1 in 4 adults with children worry about who will care for them as they age: 4 tips for securing your financial future

1 in 4 adults with children worry about who will care for them as they age: 4 tips for securing your financial future
1 in 4 adults with children worry about who will care for them as they age: 4 tips for securing your financial future

According to new data from Pew Research Center, 35% of childless adults older than 50 worry about not having enough money in their later years, while one in four are concerned about who will provide care for them as they age.

Mark La Spisa, a certified financial planner and president of Vermilion Financial, advises that people over 50 should begin investing in their financial and housing security immediately.

"According to La Spisa, waiting until age 65 to evaluate one's situation is what leads to anxiety. This is known as the "Ostrich Plan," where individuals bury their head in the sand and hope for a positive outcome."

Four tips for a safe and comfortable future are:

1. Do a 'financial fire drill'

La Spisa recommends performing a financial fire drill daily starting at age 50.

Consider all your current assets, expenses, and savings to predict your financial situation in retirement.

La Spisa suggests taking your current path and observing its appearance on the night before your 65th birthday without making any changes.

To assess any changes in your financial situation, it's important to review your budget annually.

Assessing your cash flow can help you determine if your spending or saving habits need to change in the next decade or so.

2. Sign up for long-term care insurance

Long-term care insurance offers a range of services not typically covered by regular health insurance, such as assistance with daily activities like bathing and dressing, as well as reimbursement for assisted living facilities.

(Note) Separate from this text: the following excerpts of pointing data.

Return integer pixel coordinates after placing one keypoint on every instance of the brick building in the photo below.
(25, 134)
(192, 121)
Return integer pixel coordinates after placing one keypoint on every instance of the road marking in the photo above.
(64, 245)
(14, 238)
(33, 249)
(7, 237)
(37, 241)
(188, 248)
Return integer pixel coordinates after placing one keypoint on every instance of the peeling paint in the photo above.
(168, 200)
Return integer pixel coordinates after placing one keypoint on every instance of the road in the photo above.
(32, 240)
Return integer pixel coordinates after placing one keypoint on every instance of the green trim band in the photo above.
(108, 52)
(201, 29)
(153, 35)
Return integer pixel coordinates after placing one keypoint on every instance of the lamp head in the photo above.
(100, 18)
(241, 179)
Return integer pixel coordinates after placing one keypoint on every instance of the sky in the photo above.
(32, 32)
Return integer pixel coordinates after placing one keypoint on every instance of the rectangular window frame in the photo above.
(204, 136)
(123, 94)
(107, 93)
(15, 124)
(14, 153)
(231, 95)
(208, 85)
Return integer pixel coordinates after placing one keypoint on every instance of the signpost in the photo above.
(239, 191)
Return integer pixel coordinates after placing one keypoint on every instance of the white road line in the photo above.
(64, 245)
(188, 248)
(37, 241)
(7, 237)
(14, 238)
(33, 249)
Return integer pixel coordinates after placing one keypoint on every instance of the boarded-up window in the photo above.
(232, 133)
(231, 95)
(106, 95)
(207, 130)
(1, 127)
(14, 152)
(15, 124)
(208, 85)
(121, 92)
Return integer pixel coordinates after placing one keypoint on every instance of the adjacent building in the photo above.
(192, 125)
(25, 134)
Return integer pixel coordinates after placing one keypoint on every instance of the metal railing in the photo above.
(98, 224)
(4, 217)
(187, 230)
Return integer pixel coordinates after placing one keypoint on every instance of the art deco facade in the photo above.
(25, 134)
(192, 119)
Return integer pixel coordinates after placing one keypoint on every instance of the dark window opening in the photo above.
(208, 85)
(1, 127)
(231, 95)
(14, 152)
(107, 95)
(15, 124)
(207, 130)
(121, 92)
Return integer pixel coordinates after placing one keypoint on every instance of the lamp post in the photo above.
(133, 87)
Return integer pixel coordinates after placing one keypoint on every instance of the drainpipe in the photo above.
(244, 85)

According to La Spisa, transferring the risk of long-term care from yourself to an insurance company is possible with quality coverage.

Before deciding to reside in a nursing home or assisted living facility, it's recommended to visit some prior to the time when you need to make a decision.

3. Make sure your home and city are 'aging friendly'

If you don't want to move to a nursing home, assess if your home can accommodate your mobility level, advises Carolyn McClanahan, a physician, financial planner, and founder of Life Planning Partners.

If you have mobility issues or use a walker, a three-story home may not be suitable.

"Make sure your home is aging friendly," McClanahan says.

Consider the distance to hospitals and grocery stores and the mode of transportation needed when rewriting the input sentence.

"Living in a car-dependent area where you can't drive can be challenging. Consider residing in a walkable community for easier access to what you need."

4. 'Make deposits of kindness'

Elder care is safest when community is involved.

McClanahan advises that if you lack a dependable family or individuals who have committed to caring for you, it is essential to establish a support system.

You can participate in a team sport or volunteer at your community center.

"When you make deposits of kindness, you can build a network of friends and support through community involvement."

You're not looking for a caretaker, but rather creating a social life with people who will check in on you and be there to help if needed.

"McClanahan says, "It takes a village, so make sure you're participating.""

To stop worrying about money, enroll in CNBC's online course, Financial Wellness: Be Happier, Wealthier & More Financially Secure. We'll teach you the psychology of money, stress management, and healthy financial habits. Plus, use code EARLYBIRD for a 30% discount through September 2, 2024. Start today!